PARSED CATEGORIC ENCODINGS WITH AUTOMUNGE

Abstract

The Automunge open source python library platform for tabular data preprocessing automates feature engineering data transformations of numerical encoding and missing data infill to received tidy data on bases fit to properties of columns in a designated train set for consistent and efficient application to subsequent data pipelines such as for inference, where transformations may be applied to distinct columns in "family tree" sets with generations and branches of derivations. Included in the library of transformations are methods to extract structure from bounded categorical string sets by way of automated string parsing, in which comparisons between entries in the set of unique values are parsed to identify character subset overlaps which may be encoded by appended columns of boolean overlap detection activations or by replacing string entries with identified overlap partitions.

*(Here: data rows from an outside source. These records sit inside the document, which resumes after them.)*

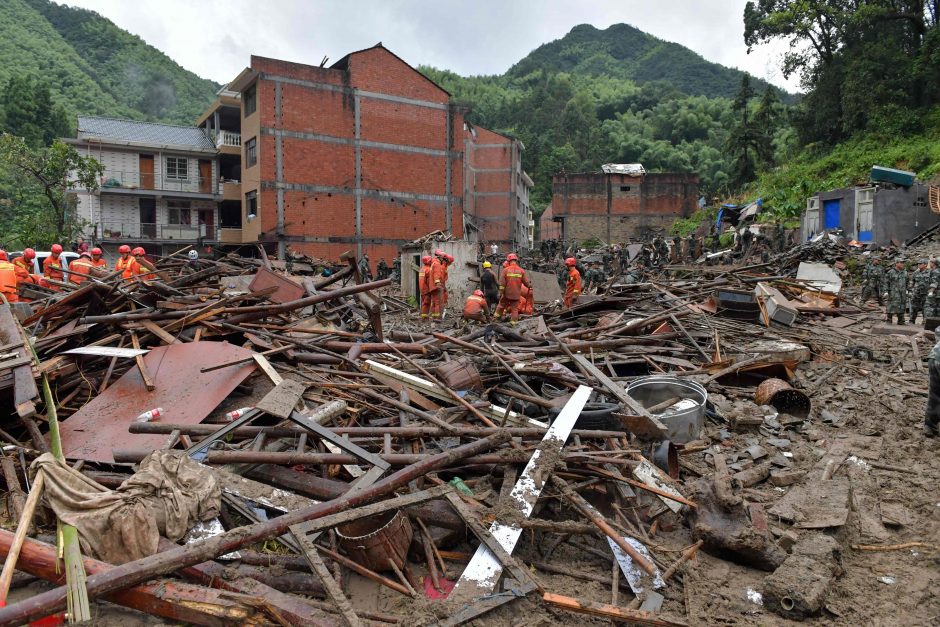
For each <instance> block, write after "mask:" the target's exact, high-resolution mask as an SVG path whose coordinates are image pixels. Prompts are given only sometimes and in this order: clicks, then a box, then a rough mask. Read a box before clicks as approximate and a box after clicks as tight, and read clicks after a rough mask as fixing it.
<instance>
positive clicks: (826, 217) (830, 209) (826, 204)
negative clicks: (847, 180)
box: [823, 198, 839, 229]
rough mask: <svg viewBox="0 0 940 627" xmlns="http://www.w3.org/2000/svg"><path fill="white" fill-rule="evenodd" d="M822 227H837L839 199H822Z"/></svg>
mask: <svg viewBox="0 0 940 627" xmlns="http://www.w3.org/2000/svg"><path fill="white" fill-rule="evenodd" d="M823 214H824V215H823V220H824V223H823V228H824V229H837V228H839V199H838V198H836V199H834V200H825V201H823Z"/></svg>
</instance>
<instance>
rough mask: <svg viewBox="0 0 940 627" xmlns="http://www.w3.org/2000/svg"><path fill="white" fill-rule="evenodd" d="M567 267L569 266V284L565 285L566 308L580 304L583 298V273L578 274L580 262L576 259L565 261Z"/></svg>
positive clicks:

Further string parsing options, which may also be applied to unbounded categoric sets, include extraction of numeric substring partitions from entries or search functions to identify presence of specified substring partitions. The aggregation of these methods into "family tree" sets of transformations are demonstrated for use to automatically extract structure from categoric string compositions in relation to the set of entries in a column, such as may be applied to prepare categoric string set encodings for machine learning without human intervention.

1. AUTOMUNGE

Automunge is an open source python library, available now for pip install, built on top of Pandas (McKinney, 2010) , SciKit-Learn (Pedregosa et al., 2011) , Scipy (Virtanen et al., 2020), and Numpy (van der Walt et al., 2011) . It takes as input tabular data received in a tidy form (Wickham, 2014) , meaning one column per feature and one row per observation, and returns numerically encoded sets with infill to missing points, thus providing a push-button means to feed raw tabular data directly to machine learning algorithms. The complexity of numerical encodings may be minimal, such as automated normalization of numerical sets and encoding of categorical, or may include more elaborate feature engineering transformations applied to distinct columns. Generally speaking, the transformations are performed based on a "fit" to properties of a column in a designated train set (e.g. based on a set's mean, standard deviation, or categorical entries), and then that same basis is used to consistently and efficiently apply transformations to subsequent designated test sets, such as may be intended for use in inference or for additional training data preparation. The library consists of two master functions, automunge(.) and postmunge(.). The automunge(.) function receives a raw train set and if available also a consistently formatted test set, and returns a collection of encoded sets intended for training, validation, and inference. The function also returns a populated python dictionary, which we call the postprocess dict, capturing all of the steps and parameters of transformations. This dictionary may then be passed along with subsequent test data to the postmunge(.) function for consistent processing on the train set basis, such as for instance may be applied sequentially to streams of data for inference. Because it makes use of train set properties evaluated during a corresponding automunge(.) call instead of directly evaluating properties of the test data, processing of subsequent test data in the postmunge(.) function is very efficient. Included in the platform is a library of feature engineering methods, which in some cases may be aggregated into sets to be applied to distinct columns. For such sets of transformations, as may include generations and branches of derivations, the order of implementation is designated by passing transformation categories as entries to a set of "family tree" primitives described further below.